Il y aura des répercussions sur la session, sur l’organisation des cours et sur les reprises de stages

À l’UQAM, les étudiants « ne sont pas autorisés à se présenter sur les campus » durant les deux prochaines semaines. « Les membres du personnel enseignant et non enseignant n’ont pas à se présenter sur leur lieu de travail, mais sont invités à faire du télétravail lorsque c’est possible », indique une directive de l’UQAM émise vendredi en fin de journée.

Autrement dit, tous les cours sont annulés partout pour deux semaines, mais les gestionnaires de l’éducation et de l’enseignement supérieur se creusent la tête pour sauver la session ou l’année scolaire si la fermeture des écoles se prolonge.

« Notre objectif, c’est que les étudiants réussissent leur session », dit Dominic Arsenault, deuxième vice-président du Syndicat général des professeurs et professeures de l’Université de Montréal (SGPUM).

Les universités cherchent à élargir l’offre de cours à distance, livrés par Internet, mais « il ne faut pas penser que ça va être une panacée instantanée », estime le professeur au Département d’histoire de l’art et d’études cinématographiques de l’UdeM.

La crise étudiante du printemps 2012 a démontré qu’il est possible de réaménager les horaires et les contenus des cours en fonction des imprévus, rappelle-t-il.
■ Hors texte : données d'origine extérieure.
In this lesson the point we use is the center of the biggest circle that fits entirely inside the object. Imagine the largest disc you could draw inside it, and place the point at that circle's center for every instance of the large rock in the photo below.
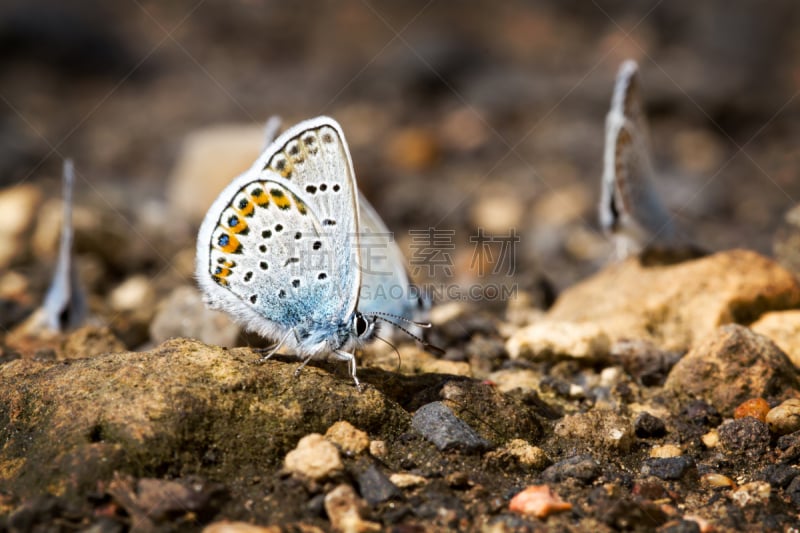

Projets en petits groupes, forums d’échanges en ligne, augmentation du nombre de lectures, diminution de nombre de séances où la présence physique est requise — les accommodements sont possibles, explique Dominic Arsenault.
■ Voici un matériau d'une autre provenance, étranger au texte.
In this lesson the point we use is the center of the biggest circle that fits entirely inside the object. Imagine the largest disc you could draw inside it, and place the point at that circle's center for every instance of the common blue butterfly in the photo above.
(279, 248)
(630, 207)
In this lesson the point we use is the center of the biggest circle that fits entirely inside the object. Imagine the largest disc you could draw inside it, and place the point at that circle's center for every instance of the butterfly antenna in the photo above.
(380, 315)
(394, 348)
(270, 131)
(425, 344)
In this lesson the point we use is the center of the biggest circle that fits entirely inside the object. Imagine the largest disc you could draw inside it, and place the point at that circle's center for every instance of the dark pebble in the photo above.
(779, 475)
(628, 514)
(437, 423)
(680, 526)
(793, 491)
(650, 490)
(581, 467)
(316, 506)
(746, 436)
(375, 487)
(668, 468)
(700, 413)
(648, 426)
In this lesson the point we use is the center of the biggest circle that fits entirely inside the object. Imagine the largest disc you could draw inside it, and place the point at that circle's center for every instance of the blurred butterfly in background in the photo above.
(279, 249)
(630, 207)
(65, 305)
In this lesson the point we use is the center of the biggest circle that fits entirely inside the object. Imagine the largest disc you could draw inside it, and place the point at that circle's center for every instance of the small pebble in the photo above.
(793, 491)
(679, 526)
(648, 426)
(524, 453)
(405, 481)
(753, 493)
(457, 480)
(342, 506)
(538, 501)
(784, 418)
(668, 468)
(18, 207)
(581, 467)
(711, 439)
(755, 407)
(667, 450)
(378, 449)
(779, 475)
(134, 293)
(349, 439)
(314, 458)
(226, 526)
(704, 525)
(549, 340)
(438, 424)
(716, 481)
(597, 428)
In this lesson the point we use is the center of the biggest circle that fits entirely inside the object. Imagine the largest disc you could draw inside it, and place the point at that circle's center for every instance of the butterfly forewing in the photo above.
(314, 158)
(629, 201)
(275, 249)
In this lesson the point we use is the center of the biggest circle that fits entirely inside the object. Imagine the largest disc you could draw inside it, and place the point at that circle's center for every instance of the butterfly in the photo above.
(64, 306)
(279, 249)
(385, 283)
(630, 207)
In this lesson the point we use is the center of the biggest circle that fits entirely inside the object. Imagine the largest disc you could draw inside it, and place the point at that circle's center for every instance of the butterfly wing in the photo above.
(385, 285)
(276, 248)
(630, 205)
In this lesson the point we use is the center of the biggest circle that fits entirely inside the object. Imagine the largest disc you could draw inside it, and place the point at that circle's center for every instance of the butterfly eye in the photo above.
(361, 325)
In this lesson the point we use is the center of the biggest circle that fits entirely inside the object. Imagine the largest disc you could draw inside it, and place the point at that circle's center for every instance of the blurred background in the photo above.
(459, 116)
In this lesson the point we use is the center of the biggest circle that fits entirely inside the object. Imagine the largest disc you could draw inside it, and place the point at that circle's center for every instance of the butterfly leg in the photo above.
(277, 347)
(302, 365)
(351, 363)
Par contre, diffuser un cours sur un enregistrement vidéo n’est pas l’idéal : le professeur a tenté cette solution alors qu’il s’était blessé à un genou, il y a deux ans. « Ça prend un temps fou et c’est lourd comme procédure. Ça aurait été plus simple que je me déplace à l’aide de béquilles », dit-il.
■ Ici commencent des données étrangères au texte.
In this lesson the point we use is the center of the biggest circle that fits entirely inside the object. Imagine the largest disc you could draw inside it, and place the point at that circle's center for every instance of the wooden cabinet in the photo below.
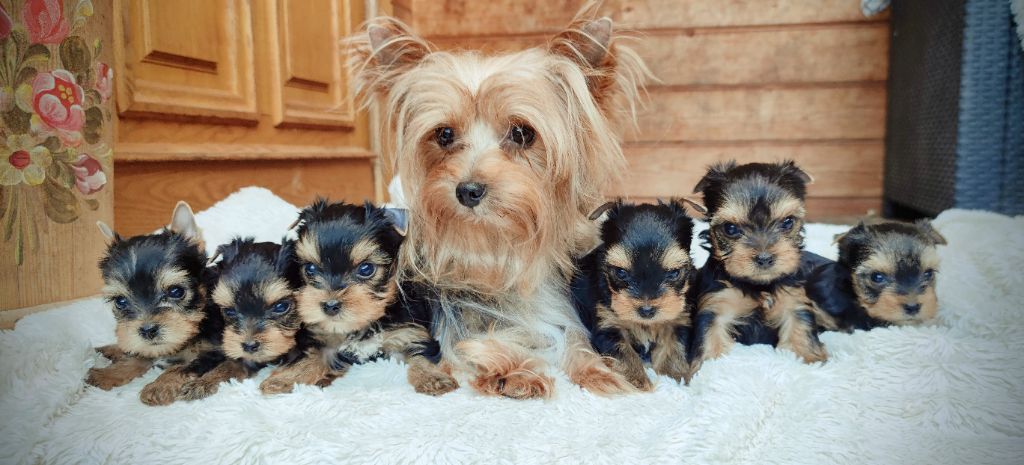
(214, 95)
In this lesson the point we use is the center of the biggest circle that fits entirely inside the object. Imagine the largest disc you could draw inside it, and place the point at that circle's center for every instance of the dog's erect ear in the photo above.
(601, 209)
(109, 234)
(183, 222)
(716, 174)
(585, 42)
(929, 230)
(691, 205)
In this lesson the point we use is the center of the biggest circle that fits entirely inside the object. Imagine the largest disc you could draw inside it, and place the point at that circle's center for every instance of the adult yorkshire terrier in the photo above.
(502, 159)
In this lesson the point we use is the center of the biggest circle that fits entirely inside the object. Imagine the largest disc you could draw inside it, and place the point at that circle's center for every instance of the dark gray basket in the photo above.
(955, 127)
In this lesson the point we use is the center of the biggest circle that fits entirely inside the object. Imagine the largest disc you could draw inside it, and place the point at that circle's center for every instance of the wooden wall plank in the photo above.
(461, 17)
(821, 53)
(851, 169)
(765, 114)
(147, 192)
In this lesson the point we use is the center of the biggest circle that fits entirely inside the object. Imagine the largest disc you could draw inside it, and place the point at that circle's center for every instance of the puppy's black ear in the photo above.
(929, 230)
(594, 215)
(716, 174)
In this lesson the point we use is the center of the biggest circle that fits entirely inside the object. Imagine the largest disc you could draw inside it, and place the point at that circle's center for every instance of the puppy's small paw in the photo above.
(273, 385)
(197, 388)
(157, 393)
(435, 383)
(112, 352)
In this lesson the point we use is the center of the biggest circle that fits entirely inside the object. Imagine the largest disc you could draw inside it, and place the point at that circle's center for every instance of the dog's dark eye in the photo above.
(444, 136)
(521, 135)
(281, 307)
(175, 292)
(366, 269)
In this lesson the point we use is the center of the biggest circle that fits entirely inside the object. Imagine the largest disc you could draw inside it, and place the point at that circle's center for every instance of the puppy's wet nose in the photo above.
(148, 331)
(764, 259)
(646, 311)
(470, 194)
(331, 307)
Fermer était la chose à faire

Les syndicats et les associations étudiantes, qui sont habituellement critiques envers le gouvernement, ont salué la fermeture des établissements d’enseignement. « Tout le monde a poussé un soupir de soulagement. Pour deux semaines, tout le monde s’en va à la maison et les dirigeants vont chercher des solutions. On apporte notre collaboration pour trouver des solutions », dit Josée Scalabrini, présidente de la Fédération des syndicats de l’enseignement.

« Il faut penser à la sortie de crise. Il y aura des répercussions sur la session, sur l’organisation des cours et sur les reprises de stages », souligne Philippe Clément, président de la Fédération étudiante collégiale du Québec.

« Il est important que des aménagements soient pris lors de la reprise de cours pour qu’aucun étudiant ne soit pénalisé », ajoute Philippe LeBel, président de l’Union étudiante du Québec.

Les associations étudiantes mettent peu d’espoir sur les cours en ligne : « Les infrastructures informatiques actuelles ne permettent pas un suivi des cours à distance de façon généralisée », souligne Philippe LeBel.

De son côté, l’Alliance des professeures et professeurs de Montréal s’inquiète du « manque de communication et la gestion déficiente » de la Commission scolaire de Montréal (CSDM). La plus grande commission scolaire du Québec a annoncé jeudi soir que les écoles resteraient ouvertes vendredi, avant de changer d’idée une heure plus tard. « Les demandes du premier ministre Legault jeudi midi semblaient pourtant claires. Les employés de la CSDM et les parents ont décrié, avec raison, ce cafouillis. Le manque de cohérence et de jugement ainsi que le manque de sens des responsabilités du ministre et du directeur général de la CSDM viennent confirmer nos plus grandes craintes par rapport à la réforme Roberge », a indiqué Catherine Beauvais-St-Pierre, présidente de l’Alliance.